Simge arabanın içine binerek, kontağı çevirir çevirmez, yola çıkmadan önce Siri'den arkadaşı Merve'yi aramasını istedi.

-Hey Siri. Merve'yi ara.

*Anlamadım Simge, meyhaneleri aramamı mı istiyorsun?

  -Hayır kahrolası makine. Merve'yi ara.

*Kişilerin arasında Meve isimli kimseyi görmüyorum. Meve'nın soyadı ne?

-Ya sabır... MER VE Yİ ARAAAA

*Merve cep aranıyor...

Salak şey, zaten sinirim tepemde bir de sana basit bir kelimeyi tekrar etmek zorunda kalıyorum.

-Alo... Kiminle kavga ediyorsun? Yaman'ın yanında mısın hala?

*Yok canım. Arabadayım.. Siri'ye bir türlü seni arattıramadım, onunla kavga ediyordum ama Yaman'a da saydıracağımdan emin olabilirsin. Piç herif.

-Naptınız? Meraktan öldüm Ben de seni arayacaktım neredeyse, kendimi zor tuttum.

*Napıcaz ki canım benim. Tüm öküzlüğüyle karşıladı beni. Ne diye konuşarak çözeceğimizi umut ettiysem.

-Belli ki çok sinirlisin. Baştan anlatsana şunu. Sonra birlikte küfür ederiz.

*Gerçekten çok sinirliyim Merve. Elim ayağım titriyor resmen. Eve sağ salim varırsam iyi.

-Ya kızım saçmalama, dikkatli sür şu arabayı lütfen. Yada sen çek bir yere, taksiye atlar gelirim oraya, ben sürerim eve kadar.

*Gerek yok, giderim yavaş yavaş. Kıvanç'ı çok uzun süre yalnız bıraktım zaten. İyice geç kalmayayım. Neyse anlatmaya başlıyorum ben, arada küfür edersem aldırma ama.

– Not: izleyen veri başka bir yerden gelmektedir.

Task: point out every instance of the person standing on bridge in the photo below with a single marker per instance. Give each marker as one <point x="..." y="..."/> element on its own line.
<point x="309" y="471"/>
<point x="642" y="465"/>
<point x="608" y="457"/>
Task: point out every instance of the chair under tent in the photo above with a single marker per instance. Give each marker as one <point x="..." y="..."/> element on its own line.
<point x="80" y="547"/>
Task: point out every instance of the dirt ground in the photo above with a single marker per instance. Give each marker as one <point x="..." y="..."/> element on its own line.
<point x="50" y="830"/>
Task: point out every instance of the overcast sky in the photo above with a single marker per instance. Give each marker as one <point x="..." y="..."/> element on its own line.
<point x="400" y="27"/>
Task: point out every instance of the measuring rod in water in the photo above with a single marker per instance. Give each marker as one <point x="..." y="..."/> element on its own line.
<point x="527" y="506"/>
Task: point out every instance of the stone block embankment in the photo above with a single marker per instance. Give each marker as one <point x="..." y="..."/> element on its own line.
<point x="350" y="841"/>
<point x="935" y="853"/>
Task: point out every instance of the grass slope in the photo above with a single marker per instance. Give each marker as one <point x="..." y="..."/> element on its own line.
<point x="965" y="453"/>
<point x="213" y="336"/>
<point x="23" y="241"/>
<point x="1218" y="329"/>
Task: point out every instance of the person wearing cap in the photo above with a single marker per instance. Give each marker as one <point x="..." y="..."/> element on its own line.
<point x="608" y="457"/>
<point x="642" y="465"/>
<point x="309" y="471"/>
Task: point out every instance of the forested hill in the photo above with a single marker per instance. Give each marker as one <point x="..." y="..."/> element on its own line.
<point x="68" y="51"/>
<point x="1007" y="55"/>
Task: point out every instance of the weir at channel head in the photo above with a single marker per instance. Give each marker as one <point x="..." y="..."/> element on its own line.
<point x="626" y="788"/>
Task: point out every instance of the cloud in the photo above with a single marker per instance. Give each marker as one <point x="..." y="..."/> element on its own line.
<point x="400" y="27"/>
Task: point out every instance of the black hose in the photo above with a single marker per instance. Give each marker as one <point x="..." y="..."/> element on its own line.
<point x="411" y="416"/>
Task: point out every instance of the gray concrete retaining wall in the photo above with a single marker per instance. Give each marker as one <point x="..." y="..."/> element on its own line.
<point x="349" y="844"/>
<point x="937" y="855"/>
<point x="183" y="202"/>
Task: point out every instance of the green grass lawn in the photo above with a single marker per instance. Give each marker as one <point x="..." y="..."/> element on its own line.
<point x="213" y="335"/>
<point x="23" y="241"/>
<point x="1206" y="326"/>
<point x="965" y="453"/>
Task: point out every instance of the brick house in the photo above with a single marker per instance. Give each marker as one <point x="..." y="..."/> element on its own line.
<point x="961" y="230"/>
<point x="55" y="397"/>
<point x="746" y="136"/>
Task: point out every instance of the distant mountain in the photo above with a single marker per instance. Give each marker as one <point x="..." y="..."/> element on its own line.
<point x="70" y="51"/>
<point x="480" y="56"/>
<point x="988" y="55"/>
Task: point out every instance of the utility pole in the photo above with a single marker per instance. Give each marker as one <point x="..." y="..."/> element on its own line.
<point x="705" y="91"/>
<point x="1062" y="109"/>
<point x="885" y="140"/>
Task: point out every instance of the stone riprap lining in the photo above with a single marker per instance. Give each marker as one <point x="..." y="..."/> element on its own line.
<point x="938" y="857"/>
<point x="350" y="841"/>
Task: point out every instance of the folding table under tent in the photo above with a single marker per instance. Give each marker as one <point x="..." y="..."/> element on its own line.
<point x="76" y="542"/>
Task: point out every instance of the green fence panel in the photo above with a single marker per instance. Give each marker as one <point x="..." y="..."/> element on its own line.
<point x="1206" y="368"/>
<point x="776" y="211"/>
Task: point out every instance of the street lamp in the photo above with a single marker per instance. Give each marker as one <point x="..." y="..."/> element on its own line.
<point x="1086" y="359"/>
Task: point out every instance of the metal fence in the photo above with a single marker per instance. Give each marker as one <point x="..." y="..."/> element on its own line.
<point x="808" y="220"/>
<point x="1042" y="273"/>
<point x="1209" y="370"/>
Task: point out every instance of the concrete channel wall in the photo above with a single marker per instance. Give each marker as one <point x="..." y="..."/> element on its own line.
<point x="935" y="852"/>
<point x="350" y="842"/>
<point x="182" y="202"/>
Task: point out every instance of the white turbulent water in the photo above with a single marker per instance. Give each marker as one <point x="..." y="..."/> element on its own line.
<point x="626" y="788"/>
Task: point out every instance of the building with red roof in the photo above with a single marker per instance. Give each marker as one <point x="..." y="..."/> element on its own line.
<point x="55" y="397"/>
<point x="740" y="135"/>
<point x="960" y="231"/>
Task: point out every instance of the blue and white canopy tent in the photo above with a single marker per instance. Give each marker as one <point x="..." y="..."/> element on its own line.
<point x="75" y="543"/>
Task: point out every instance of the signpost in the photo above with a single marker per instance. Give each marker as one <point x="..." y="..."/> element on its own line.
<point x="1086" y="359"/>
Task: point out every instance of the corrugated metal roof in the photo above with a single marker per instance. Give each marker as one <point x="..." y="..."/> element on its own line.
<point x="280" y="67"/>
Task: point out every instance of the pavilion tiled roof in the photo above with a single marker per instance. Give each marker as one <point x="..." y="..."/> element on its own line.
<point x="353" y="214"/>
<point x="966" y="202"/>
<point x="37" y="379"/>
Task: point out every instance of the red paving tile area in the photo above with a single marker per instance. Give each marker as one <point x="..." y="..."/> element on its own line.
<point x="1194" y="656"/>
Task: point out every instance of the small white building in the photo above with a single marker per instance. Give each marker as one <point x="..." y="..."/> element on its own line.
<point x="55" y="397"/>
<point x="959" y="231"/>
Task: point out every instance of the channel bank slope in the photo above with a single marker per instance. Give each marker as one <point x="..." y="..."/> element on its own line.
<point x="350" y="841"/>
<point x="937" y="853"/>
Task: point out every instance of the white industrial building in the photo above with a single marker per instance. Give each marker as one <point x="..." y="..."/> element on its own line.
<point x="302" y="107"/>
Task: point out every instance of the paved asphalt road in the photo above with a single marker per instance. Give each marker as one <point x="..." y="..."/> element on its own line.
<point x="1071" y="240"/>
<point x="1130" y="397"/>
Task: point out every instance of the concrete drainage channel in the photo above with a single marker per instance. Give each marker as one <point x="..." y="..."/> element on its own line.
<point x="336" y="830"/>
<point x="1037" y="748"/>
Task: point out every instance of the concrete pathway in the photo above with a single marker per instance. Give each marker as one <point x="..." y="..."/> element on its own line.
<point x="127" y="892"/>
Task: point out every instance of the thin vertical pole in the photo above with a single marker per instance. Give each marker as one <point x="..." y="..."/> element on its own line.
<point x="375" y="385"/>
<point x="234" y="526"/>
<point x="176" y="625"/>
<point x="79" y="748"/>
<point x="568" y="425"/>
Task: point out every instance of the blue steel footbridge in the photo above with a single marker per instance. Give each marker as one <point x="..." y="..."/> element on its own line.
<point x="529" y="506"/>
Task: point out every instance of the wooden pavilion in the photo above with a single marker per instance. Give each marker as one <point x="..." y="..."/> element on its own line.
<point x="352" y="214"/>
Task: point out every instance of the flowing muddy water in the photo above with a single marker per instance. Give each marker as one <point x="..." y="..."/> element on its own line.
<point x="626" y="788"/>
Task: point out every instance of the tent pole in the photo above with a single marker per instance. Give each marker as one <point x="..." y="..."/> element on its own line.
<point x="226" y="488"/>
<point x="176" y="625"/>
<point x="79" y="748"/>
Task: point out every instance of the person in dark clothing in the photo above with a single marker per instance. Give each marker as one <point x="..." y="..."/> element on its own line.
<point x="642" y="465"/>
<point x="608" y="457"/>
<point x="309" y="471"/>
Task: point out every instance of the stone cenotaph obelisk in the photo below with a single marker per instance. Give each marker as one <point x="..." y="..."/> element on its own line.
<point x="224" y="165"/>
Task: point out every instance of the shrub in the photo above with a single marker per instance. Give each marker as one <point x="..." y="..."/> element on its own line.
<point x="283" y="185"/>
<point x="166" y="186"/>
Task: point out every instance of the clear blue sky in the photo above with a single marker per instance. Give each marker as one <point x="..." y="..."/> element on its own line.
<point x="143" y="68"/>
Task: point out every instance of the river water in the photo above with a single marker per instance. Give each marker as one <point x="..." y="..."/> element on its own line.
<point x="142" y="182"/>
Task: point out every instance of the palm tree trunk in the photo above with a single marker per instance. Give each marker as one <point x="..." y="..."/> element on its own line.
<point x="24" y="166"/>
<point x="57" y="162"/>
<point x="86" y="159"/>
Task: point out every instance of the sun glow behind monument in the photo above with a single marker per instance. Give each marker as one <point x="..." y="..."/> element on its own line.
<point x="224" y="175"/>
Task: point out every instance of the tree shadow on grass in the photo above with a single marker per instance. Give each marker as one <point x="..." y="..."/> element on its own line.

-Ya rahat ol, en fazla öküz dersin domuz dersin. Ne diyeceksin başka.

*Bilemiyorum. Belki yeni küfürler eklerim bu adam yüzünden lügata.

-Tamam kuzu. Ben bu konuda yardımcı olurum sana. Hadi başla artık anlatmaya.

*Otele gittiğimde onun orada olmadığını söylemiştim biliyorsun. Bahçede oturmamı ve onu bahçede beklememi söyledi ama ben yapacağımız konuşma için çok endişeli olduğumdan bir yerde oturmak istemedim ve bahçede dolaşmaya başladım. Yaklaşık yarım saat geçti sanırım geldi bu. Girişte durup tüm masalara tek tek bakarken ben bahçenin diğer yanında onun geldiğini görüp ona doğru yürümeye başladım. Kendi kendine söyleniyordu, umarım kaçmadın Simge dediğini duydum. Ben de arkasından seslendim. Hayır, kaçmadım Yaman, dedim. Bu önce omzu üzerinde bana bir bakış attı. Gözlerinde oluşan hayretle birlikte bana tamamen döndü ve ayakkabımın ucuna kadar süzdükten sonra ''Eğer beni vücudunla ikna edeceğini düşünerek böyle giyindiysen, haklısın beni bu şekilde ikna etmeyi deneyebilirsin. Zevk duyarım.'' dedi.

-Vay şerefsiz herif. Kendini ne sanıyor, seni ne sanıyor acaba?

*Bitmedi canım, dahası var. Hayal kurma istersen diyerek oturmak üzere etrafta bir masa aradım ve gözüme kestirdiğim, çevresi sakin bir masa gördüğümde ona sormadan yanından geçtim ve gidip masaya oturdum.

-Aferim kızıma, seninle gurur duyuyorum.

*Sonra yanıma geldi ve karşıma oturdu. Bir süre bana baktı. Ben de ona. Bir nevi kim önce konuşacak yarışı yaptık ama ben dayanamayıp konuşmaya başladım en sonunda.